Michael Godel , WineAlign
92
As if Norm Hardie’s wines were not already paradoxes enough he just had to go there. In a time where there’s a remarkably great deal of homogeneity some wines are so over the top they could only be from that place. That place is the Niagara Peninsula, a three-hour drive west from Hardie's Prince Edward County camp. Cuvée Paradoxe delivers a low-alcohol Germanesque experience but with more Peninsula leanness and yet the juicy-driven nature is shot injected into both arms by a limestone syringe. It’s really a paradox because despite the 20 g/L of residual sugar the 9.5 per cent alcohol doesn’t quite seem to be plausible with the amount of dry extract, incurvate fruit and grape tannin involved. Apparently it’s not a thing of impossibility, which comes as little surprise in cases involving Hardie's risks. Is there perhaps an ode here to Champagne by the satirist Didier Gimmonet, if only because this is richer and sweeter, more immediate and fruit-focused than the typical Hardie white? I don't know, go ask Norm.

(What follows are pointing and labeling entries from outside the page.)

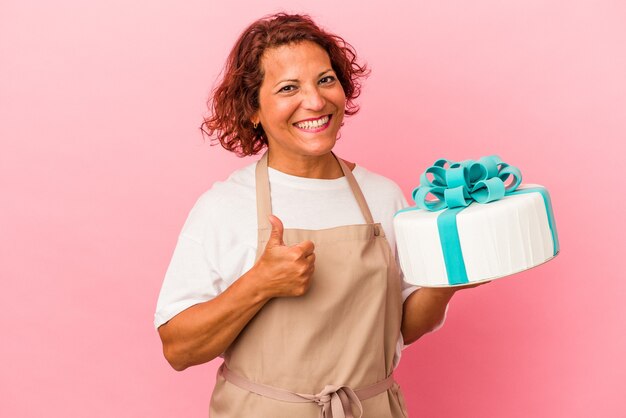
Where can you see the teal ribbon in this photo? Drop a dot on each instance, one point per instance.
(461, 183)
(457, 186)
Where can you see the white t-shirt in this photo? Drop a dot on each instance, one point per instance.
(217, 244)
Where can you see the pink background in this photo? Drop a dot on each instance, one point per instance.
(101, 160)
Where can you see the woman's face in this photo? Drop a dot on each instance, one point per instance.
(301, 101)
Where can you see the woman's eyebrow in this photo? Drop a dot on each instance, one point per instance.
(295, 80)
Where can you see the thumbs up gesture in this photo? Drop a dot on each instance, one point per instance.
(285, 270)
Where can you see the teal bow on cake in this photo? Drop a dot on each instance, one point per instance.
(461, 183)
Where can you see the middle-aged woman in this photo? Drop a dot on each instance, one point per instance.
(296, 285)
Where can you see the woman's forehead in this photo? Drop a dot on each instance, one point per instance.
(294, 60)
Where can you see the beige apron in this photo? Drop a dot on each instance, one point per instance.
(328, 353)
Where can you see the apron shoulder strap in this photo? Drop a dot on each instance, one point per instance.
(263, 199)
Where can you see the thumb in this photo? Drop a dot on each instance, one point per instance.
(276, 236)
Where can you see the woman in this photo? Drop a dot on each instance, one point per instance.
(310, 317)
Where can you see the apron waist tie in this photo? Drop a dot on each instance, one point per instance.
(336, 401)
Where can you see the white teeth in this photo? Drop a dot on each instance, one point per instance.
(313, 124)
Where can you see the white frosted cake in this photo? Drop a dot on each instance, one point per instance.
(475, 242)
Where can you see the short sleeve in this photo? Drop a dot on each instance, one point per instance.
(190, 279)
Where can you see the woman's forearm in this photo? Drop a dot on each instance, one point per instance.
(204, 331)
(423, 310)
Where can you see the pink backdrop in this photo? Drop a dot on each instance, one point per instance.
(101, 160)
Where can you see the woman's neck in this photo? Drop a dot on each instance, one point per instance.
(317, 167)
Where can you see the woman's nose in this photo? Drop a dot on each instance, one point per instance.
(313, 99)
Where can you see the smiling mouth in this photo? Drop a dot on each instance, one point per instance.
(314, 125)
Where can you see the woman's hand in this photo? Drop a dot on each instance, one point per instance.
(284, 270)
(425, 309)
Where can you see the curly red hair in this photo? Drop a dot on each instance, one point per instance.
(236, 99)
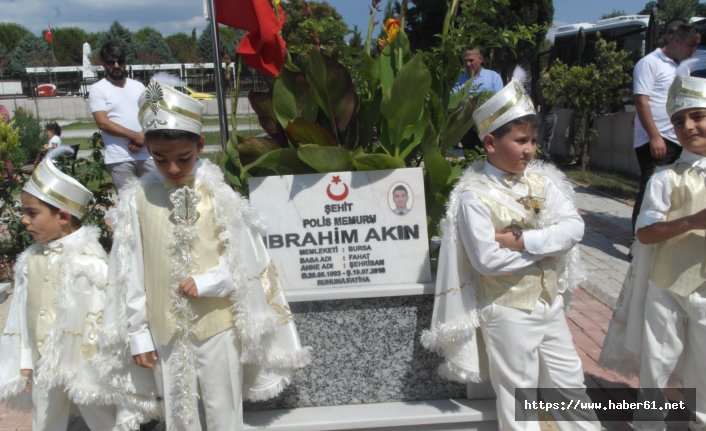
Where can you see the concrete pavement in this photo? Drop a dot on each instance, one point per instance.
(604, 248)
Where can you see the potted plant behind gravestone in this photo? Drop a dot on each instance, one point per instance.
(402, 115)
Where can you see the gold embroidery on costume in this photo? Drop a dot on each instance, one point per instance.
(532, 203)
(184, 216)
(272, 290)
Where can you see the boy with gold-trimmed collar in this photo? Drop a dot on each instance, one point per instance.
(49, 346)
(202, 300)
(660, 319)
(508, 256)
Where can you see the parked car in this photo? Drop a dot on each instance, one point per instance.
(46, 90)
(193, 93)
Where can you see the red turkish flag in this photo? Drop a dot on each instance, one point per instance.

Drink 2018-2022. Tasted April 2018.
Chris Waters , Waters and Wine
This is an expressive and delicious off-dry Riesling that was aged on fine lees for eight months to impart more texture and complexity. The Paradoxe implied in the name is that the Riesling vineyard was ready to pick much earlier than anticipated, which set the ball rolling for Hardie and his inspired team to adopt a different approach. Instead of the traditional racy and minerally style championed by Hardie, this boasts purity of fresh fruit and a long stony finish. It’s drinking beautifully now, but promises to develop more complexity and character with time in bottle. Drink now to 2023. Highly Recommended.